Denise Costanzo receives 2014–15 Rome Prize

Denise Costanzo, assistant professor in the Department of Architecture at Penn State, is the recipient of a 2014 Rome Prize Fellowship in Modern Italian Studies from the American Academy in Rome.

Her Rome Prize project proposal, “Eternal City, New Lessons: Architects at Modern Academies in Postwar Rome,” asks what Rome meant to architects after World War II and how four international academies (the American, French, British, and Spanish Academies) responded to modernity and fulfilled new roles within Rome’s Cold War cultural landscape.

Rome is a natural destination for aspiring architects, who have studied its classical monuments for centuries. “But after World War II, when modernism became the norm, academies could no longer just assume it was relevant. They had to reframe its value for architects, and each did so differently,” Costanzo explains. Her project expands her earlier research into the postwar American Academy, when “an amazingly open-minded new director just let them discover the city’s meaning for themselves,” she adds. “He had faith that freedom, not rules and limits, would enrich their thinking and work.”

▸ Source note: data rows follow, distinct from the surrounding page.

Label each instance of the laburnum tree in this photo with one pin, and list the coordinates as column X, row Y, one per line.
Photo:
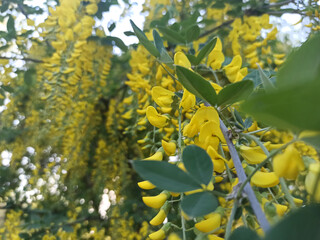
column 207, row 129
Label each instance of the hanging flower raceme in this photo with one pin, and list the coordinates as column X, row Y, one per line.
column 155, row 118
column 265, row 179
column 162, row 96
column 160, row 234
column 212, row 221
column 233, row 70
column 169, row 147
column 188, row 100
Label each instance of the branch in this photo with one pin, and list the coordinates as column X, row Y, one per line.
column 216, row 28
column 242, row 177
column 279, row 4
column 24, row 59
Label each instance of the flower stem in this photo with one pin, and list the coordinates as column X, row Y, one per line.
column 232, row 215
column 242, row 177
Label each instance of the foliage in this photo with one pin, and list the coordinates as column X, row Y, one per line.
column 211, row 118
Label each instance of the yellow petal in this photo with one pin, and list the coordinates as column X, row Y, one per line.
column 209, row 224
column 146, row 185
column 159, row 218
column 158, row 235
column 162, row 96
column 169, row 147
column 158, row 156
column 182, row 60
column 155, row 118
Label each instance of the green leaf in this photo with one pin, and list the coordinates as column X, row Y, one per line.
column 29, row 76
column 206, row 50
column 267, row 84
column 165, row 176
column 165, row 58
column 248, row 122
column 157, row 40
column 197, row 85
column 199, row 204
column 238, row 117
column 10, row 27
column 244, row 233
column 193, row 33
column 294, row 108
column 301, row 224
column 235, row 92
column 171, row 35
column 301, row 66
column 145, row 41
column 198, row 163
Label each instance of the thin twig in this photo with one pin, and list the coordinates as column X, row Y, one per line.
column 216, row 28
column 279, row 4
column 23, row 59
column 242, row 177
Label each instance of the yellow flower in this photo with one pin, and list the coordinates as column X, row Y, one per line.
column 272, row 35
column 159, row 218
column 158, row 156
column 214, row 237
column 158, row 235
column 146, row 185
column 182, row 60
column 162, row 96
column 209, row 224
column 155, row 118
column 265, row 179
column 188, row 100
column 173, row 236
column 169, row 147
column 203, row 115
column 311, row 181
column 233, row 71
column 288, row 164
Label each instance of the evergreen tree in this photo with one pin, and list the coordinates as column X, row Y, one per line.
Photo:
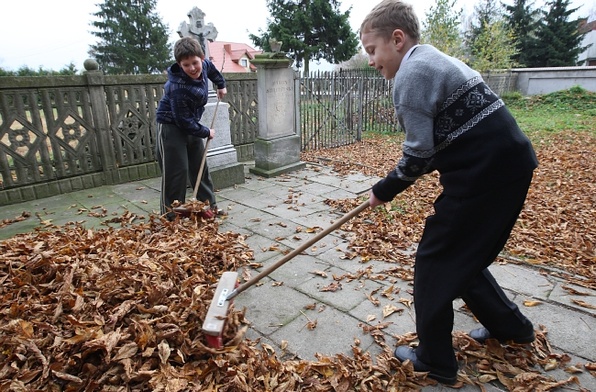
column 493, row 48
column 309, row 30
column 558, row 39
column 441, row 28
column 523, row 21
column 489, row 40
column 133, row 39
column 486, row 12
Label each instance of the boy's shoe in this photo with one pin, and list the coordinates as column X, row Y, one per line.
column 404, row 353
column 482, row 334
column 218, row 211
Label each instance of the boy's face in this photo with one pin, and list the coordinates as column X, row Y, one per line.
column 192, row 66
column 384, row 54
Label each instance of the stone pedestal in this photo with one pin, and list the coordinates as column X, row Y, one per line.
column 222, row 157
column 277, row 147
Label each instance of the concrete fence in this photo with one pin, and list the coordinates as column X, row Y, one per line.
column 64, row 133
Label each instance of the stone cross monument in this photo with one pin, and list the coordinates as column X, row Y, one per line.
column 198, row 29
column 277, row 147
column 222, row 157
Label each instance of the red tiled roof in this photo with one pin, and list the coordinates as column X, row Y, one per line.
column 226, row 55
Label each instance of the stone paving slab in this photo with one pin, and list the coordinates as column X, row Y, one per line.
column 274, row 215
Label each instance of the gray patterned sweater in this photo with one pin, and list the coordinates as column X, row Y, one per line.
column 456, row 125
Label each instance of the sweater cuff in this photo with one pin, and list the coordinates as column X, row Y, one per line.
column 390, row 186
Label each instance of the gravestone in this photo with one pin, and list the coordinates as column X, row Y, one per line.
column 277, row 147
column 222, row 157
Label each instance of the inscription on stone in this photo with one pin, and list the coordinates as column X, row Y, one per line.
column 280, row 104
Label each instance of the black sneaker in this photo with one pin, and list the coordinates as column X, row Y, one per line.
column 404, row 353
column 482, row 334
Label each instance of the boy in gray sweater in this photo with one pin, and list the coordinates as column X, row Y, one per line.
column 456, row 125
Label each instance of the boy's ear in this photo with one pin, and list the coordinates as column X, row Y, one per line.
column 399, row 38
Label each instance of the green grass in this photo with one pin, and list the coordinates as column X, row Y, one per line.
column 562, row 111
column 572, row 110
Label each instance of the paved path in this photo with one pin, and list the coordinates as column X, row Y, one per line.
column 268, row 212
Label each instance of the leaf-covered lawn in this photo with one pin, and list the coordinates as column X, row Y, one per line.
column 122, row 309
column 556, row 229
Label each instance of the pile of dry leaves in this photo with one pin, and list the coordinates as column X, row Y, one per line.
column 555, row 230
column 122, row 309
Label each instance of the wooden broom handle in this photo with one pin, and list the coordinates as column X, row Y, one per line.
column 349, row 215
column 204, row 159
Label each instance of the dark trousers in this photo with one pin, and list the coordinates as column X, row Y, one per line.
column 459, row 242
column 179, row 156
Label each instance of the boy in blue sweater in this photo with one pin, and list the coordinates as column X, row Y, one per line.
column 179, row 147
column 456, row 125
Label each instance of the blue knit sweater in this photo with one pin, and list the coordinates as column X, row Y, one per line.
column 184, row 99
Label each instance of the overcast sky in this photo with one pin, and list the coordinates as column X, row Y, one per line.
column 52, row 34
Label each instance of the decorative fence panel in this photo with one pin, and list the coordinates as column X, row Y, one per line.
column 336, row 107
column 64, row 133
column 244, row 112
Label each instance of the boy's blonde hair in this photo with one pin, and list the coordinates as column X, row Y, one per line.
column 389, row 15
column 187, row 47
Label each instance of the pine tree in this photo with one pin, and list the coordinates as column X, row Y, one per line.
column 133, row 39
column 523, row 21
column 489, row 39
column 486, row 12
column 309, row 30
column 441, row 28
column 493, row 48
column 558, row 39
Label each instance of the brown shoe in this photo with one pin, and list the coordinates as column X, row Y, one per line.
column 218, row 211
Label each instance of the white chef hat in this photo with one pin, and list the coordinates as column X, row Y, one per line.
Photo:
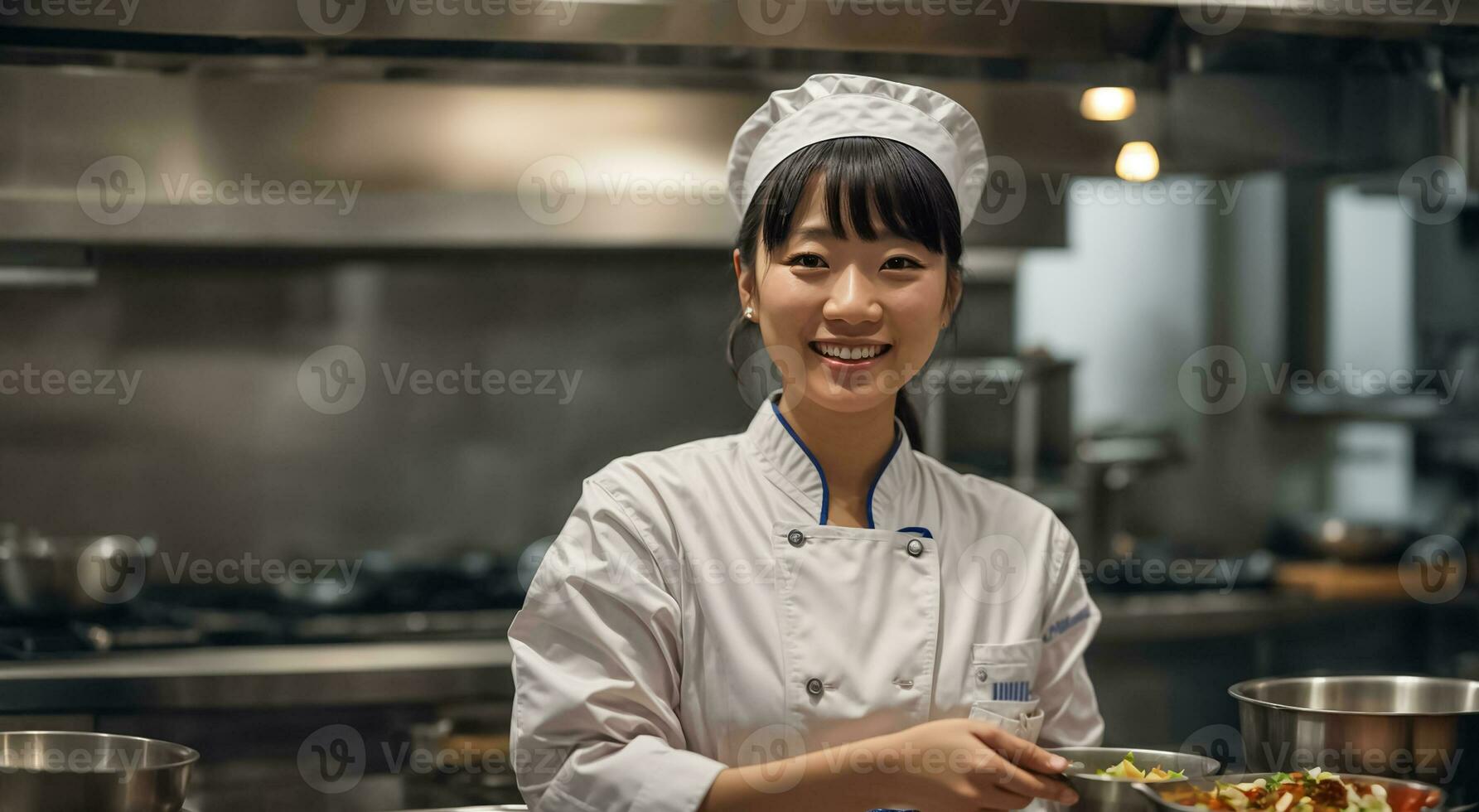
column 839, row 105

The Rome Prize is awarded each year to about 30 emerging artists and scholars whose proposals are evaluated by committees in each field. The American Academy’s Board of Trustees announced this year’s recipients on April 10. Costanzo’s fellowship includes an 11-month stay at the Academy and provides room and board, a stipend, and workspace. Its community includes fellows, residents (prominent figures invited for part of the year), and visiting artists and scholars.

Costanzo joins the ranks of top scholars and artists affiliated with the Academy. These include Penn State colleagues Anthony Cutler, Evan Pugh professor of art history, a former resident; James Wines, professor of architecture; Brian Curran, professor of art history; and Chris Counts, professor of landscape architecture, all of whom are Rome Prize Fellows. The academy’s other famed architects include Louis Kahn, Robert Venturi, Richard Meier, and Glenn Murcutt. Its prominent architectural historians include James Ackerman, John Pinto and Diane Ghirardo.

“It feels overwhelming to see my name in connection with theirs,” noted Costanzo. “The academy has a strong history of sponsoring gifted architects and great scholarship on Italian culture. It’s an honor for my work to be part of that tradition.”

Costanzo was a visiting scholar at the American Academy in the summer of 2013. Funded by a Penn State College of Arts and Architecture faculty research grant, she conducted preliminary research in the archives of each academy. It was also a brief sample of life there. “You’re among so many enriching people—writers, scholars, sculptors, architects. I can’t imagine what eleven months will be like.” One pleasant surprise was meeting a classical scholar who was at the academy during the mid-1950s who was happy to share her own recollections with Costanzo.

Ever since studying in Italy as an undergraduate, Costanzo has been intrigued by its importance to American architectural culture. “Rome has obvious intrinsic value for architects,” she notes. “But its importance is also a construct perpetuated by academies and other systems. It’s not automatic.”

When asked how she feels about joining an institution she analyzes, Costanzo chuckled and said, “We’ll see! I hope I can stay objective, even as I enjoy all its amazing benefits.” She continued, “I’ve been impressed by the Academy’s support for this project. I’m scrutinizing a conflicted period in their past and the mythology sustaining their mission. But they’ve opened their archives without reservation.”

Costanzo received a bachelor of environmental design from Texas A&M and her master of arts and doctorate degree from Penn State’s Department of Art History. Her work has been published in the Journal of Architecture, Memoirs of the American Academy in Rome, and several edited volumes, and she has a forthcoming article in the Journal of the Society of Architectural Historians. Costanzo has delivered invited presentations at Columbia University and the University of Pennsylvania, and shared her work at conferences in the U.S., Canada, Europe, and Turkey. She is the recipient of a Stuckeman School of Architecture and Landscape Architecture Astorino Fellowship and a Department of Art History dissertation fellowship. Her first book, What Architecture Means: Connecting Ideas and Design, is due for publication by Routledge Press in 2015.